Essas deficiências de entendimento imputaram à cidade uma condição peculiar de urgência e ausência do pensamento reflexivo. Esse drama já vem de muito tempo, mas começou a ficar mais evidenciado na época dos aterros da região central e da Beira Mar Norte. Para o aterro do Centro da Ilha, o arquiteto-paisagista Roberto Burle Marx pôde até ter desenvolvido um projeto impecável, mas a pergunta que ficou até hoje ainda não foi respondida: era preciso? O mau uso do aterro, que inclui estacionamento, um centro de convenções tão elaborado quanto um caixote de madeira e uma usina de tratamento de esgoto que recebia os recém-chegados à Ilha com um desagradável fedor de excreções, é o exemplo perfeito dessa incompetência para conceber a cidade a longo prazo.

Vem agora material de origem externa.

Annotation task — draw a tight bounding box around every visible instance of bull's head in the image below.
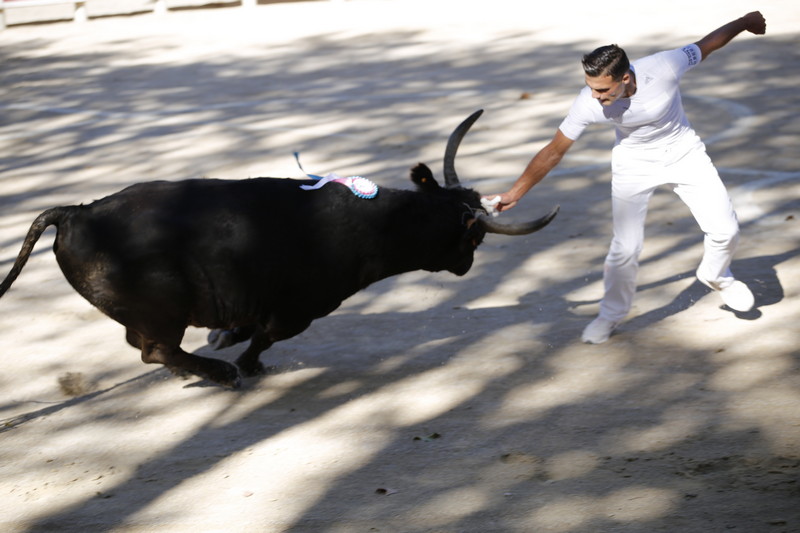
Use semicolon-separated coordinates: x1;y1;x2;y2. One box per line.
411;110;559;275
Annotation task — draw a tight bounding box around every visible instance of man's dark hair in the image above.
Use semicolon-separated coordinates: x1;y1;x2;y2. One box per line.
581;44;631;81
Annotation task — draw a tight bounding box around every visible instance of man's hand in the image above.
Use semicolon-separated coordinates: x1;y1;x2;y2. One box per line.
742;11;767;35
481;193;517;213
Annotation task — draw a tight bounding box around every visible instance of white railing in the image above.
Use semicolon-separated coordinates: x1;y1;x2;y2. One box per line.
0;0;258;30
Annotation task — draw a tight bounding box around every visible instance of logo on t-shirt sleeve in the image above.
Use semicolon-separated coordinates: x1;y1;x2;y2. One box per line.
681;45;700;66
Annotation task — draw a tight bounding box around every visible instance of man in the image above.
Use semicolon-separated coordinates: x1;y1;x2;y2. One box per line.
487;11;766;344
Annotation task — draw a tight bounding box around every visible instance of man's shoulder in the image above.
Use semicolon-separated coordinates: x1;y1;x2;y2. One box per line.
631;44;702;70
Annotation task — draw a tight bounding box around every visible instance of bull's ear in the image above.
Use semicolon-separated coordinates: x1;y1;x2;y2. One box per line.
411;163;441;191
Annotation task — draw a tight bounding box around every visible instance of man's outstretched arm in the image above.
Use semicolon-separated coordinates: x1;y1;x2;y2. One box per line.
695;11;767;59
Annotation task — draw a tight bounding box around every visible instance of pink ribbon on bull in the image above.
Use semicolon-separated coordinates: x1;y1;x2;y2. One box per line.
294;152;378;199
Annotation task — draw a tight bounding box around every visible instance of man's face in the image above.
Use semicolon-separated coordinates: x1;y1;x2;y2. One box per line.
586;74;631;106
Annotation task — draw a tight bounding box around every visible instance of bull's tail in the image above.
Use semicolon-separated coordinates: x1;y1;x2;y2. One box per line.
0;207;68;297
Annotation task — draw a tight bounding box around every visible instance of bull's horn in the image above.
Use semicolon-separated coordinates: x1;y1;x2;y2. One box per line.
478;205;561;235
444;109;483;187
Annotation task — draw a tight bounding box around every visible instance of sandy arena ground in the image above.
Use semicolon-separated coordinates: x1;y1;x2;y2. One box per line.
0;0;800;533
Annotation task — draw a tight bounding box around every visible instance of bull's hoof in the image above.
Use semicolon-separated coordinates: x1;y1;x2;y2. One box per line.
208;329;235;350
207;361;242;389
236;360;269;378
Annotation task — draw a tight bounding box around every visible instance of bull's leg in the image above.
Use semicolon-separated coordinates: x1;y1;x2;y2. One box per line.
125;328;142;350
236;328;273;377
142;339;241;389
231;316;311;376
208;325;255;350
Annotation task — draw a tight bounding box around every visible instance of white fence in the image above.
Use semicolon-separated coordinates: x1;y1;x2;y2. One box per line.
0;0;306;30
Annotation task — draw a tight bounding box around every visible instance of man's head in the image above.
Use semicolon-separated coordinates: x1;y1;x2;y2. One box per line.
581;44;636;106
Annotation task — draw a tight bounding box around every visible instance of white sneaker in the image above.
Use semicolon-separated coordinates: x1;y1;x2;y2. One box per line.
697;276;756;313
581;317;619;344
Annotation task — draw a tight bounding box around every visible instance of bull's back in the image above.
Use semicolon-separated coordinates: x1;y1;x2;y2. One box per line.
56;178;378;327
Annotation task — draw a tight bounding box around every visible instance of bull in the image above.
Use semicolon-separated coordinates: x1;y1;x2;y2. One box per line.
0;111;558;388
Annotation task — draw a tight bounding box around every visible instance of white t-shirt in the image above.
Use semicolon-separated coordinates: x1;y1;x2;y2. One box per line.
559;44;702;147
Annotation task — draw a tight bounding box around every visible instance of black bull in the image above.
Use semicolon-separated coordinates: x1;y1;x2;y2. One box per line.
0;111;558;387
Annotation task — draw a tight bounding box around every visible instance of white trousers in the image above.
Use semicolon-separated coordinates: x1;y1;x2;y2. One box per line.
599;135;739;322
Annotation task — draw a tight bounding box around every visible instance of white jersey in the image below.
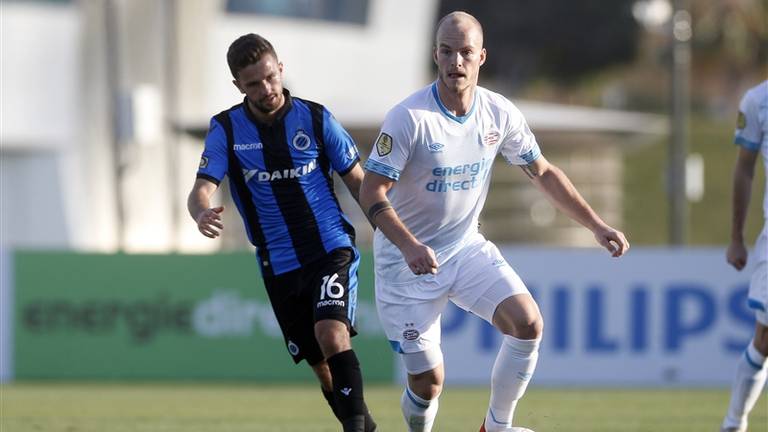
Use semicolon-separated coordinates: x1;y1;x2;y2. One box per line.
365;82;541;277
735;80;768;220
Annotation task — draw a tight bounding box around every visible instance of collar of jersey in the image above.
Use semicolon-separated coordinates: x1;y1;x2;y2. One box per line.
243;88;293;127
432;81;477;123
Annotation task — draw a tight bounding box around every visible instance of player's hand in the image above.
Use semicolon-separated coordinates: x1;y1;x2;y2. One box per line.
401;242;437;275
725;241;747;271
595;226;629;258
195;206;224;238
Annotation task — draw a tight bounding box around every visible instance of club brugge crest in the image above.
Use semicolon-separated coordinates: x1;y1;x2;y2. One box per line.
376;132;392;156
291;129;312;151
736;111;747;129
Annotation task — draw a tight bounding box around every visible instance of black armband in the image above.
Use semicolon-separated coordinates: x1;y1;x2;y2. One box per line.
368;201;392;222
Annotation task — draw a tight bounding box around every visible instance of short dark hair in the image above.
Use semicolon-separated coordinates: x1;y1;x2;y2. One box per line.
227;33;277;79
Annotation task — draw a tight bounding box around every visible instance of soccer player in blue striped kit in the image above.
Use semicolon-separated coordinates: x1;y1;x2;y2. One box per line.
187;34;376;432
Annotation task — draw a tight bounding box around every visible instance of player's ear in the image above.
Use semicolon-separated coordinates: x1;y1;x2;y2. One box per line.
232;79;245;94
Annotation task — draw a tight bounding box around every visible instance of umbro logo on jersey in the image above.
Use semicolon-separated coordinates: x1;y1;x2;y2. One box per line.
427;143;445;153
234;143;264;151
291;129;312;151
483;130;501;146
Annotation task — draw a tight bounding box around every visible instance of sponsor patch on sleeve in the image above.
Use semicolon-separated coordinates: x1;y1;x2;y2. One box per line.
376;132;392;157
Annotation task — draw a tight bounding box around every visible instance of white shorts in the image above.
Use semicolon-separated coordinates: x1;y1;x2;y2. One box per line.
376;234;528;353
747;224;768;326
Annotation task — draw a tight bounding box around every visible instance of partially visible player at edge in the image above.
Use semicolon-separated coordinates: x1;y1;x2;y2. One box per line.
721;80;768;432
187;34;376;432
360;12;629;432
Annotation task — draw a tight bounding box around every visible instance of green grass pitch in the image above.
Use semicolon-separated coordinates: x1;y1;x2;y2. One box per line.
0;382;768;432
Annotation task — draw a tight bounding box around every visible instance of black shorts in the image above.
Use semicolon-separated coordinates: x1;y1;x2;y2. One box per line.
264;248;360;365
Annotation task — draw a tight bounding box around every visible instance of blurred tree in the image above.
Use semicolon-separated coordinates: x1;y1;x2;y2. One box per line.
439;0;640;88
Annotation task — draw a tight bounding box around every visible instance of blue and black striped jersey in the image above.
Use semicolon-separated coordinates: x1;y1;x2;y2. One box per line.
197;90;360;276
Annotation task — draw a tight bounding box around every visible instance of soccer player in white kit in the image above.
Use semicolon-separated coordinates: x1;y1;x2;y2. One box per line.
360;12;629;432
722;80;768;432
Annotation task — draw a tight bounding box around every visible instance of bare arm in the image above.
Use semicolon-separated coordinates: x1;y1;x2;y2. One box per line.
523;156;629;257
341;164;376;229
360;172;437;275
341;163;365;211
726;147;758;270
187;178;224;238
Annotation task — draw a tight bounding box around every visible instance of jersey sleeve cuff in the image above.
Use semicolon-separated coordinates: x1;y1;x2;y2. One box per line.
337;157;360;177
520;144;541;165
733;136;760;151
197;173;221;186
365;159;400;181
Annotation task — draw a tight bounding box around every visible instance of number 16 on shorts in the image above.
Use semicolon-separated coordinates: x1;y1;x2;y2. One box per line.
317;273;346;309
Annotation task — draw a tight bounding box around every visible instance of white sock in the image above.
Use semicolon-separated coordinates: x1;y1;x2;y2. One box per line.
400;386;439;432
485;335;541;432
723;341;768;429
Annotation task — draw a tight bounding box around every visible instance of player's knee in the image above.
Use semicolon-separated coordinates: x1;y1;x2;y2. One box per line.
315;320;352;358
408;370;443;400
752;323;768;357
511;314;544;339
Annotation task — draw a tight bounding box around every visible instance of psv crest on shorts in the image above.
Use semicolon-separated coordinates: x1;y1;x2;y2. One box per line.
376;132;392;156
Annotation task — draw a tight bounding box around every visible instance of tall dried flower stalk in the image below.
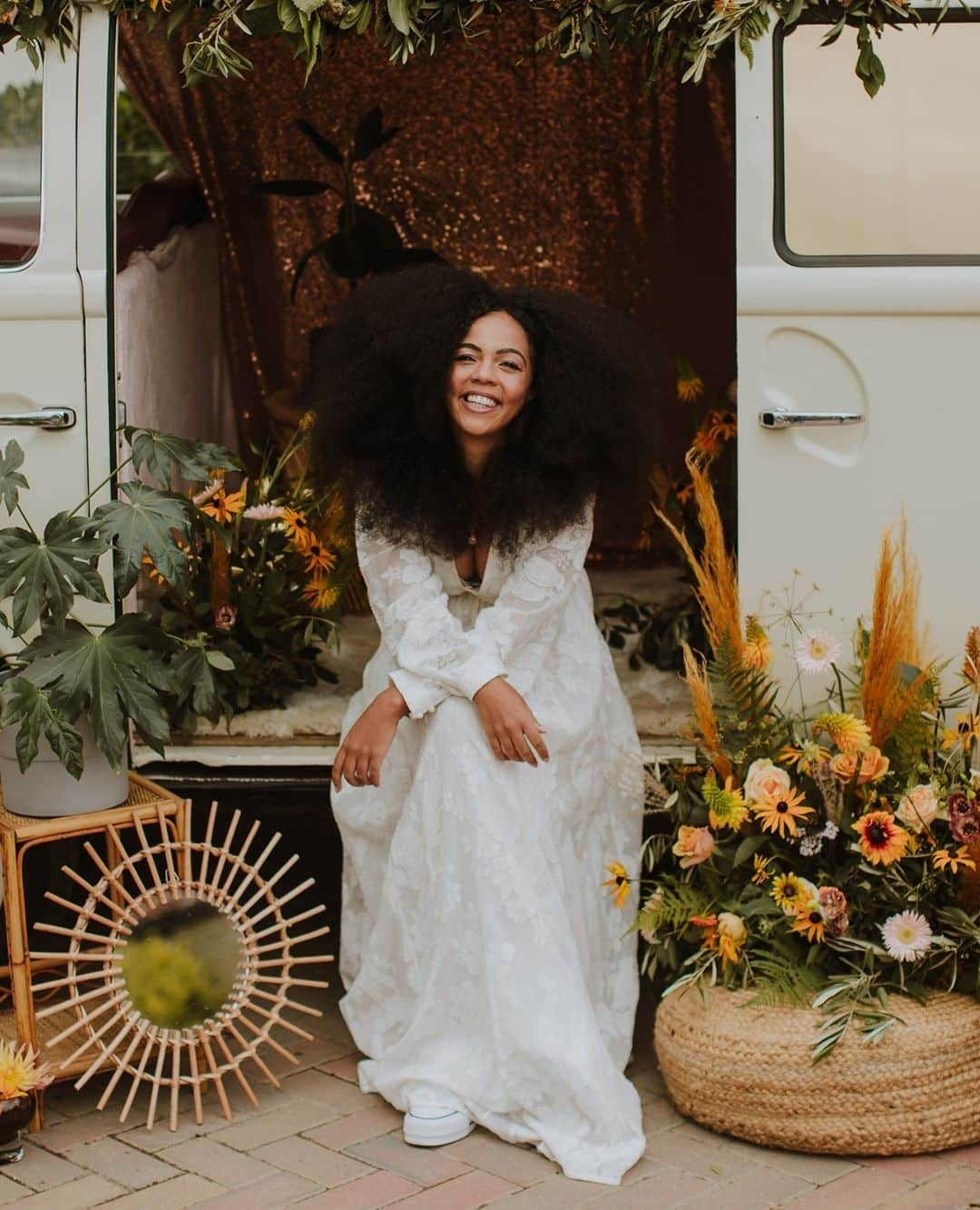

As demandas, então, efervescem como comprimido no copo d’água, sendo engolidas tão rapidamente quanto surgem: os movimentos sociais pelo passe livre e contra o aumento da tarifa, as greves dos motoristas de ônibus, as manifestações contra obras que interferem no meio ambiente… e outros tantos pleitos factuais ou sazonais não criam vínculo porque o estrangulamento é anterior a tudo isso. Vale destacar que essas reivindicações populares são legítimas bem como necessárias à democracia. Mas, sem o entendimento, o sufoco só tende a aumentar.

Vamos respirar enquanto ainda for possível.

> Crônica publicada no Jornal Notícias do Dia em 07/05/2015.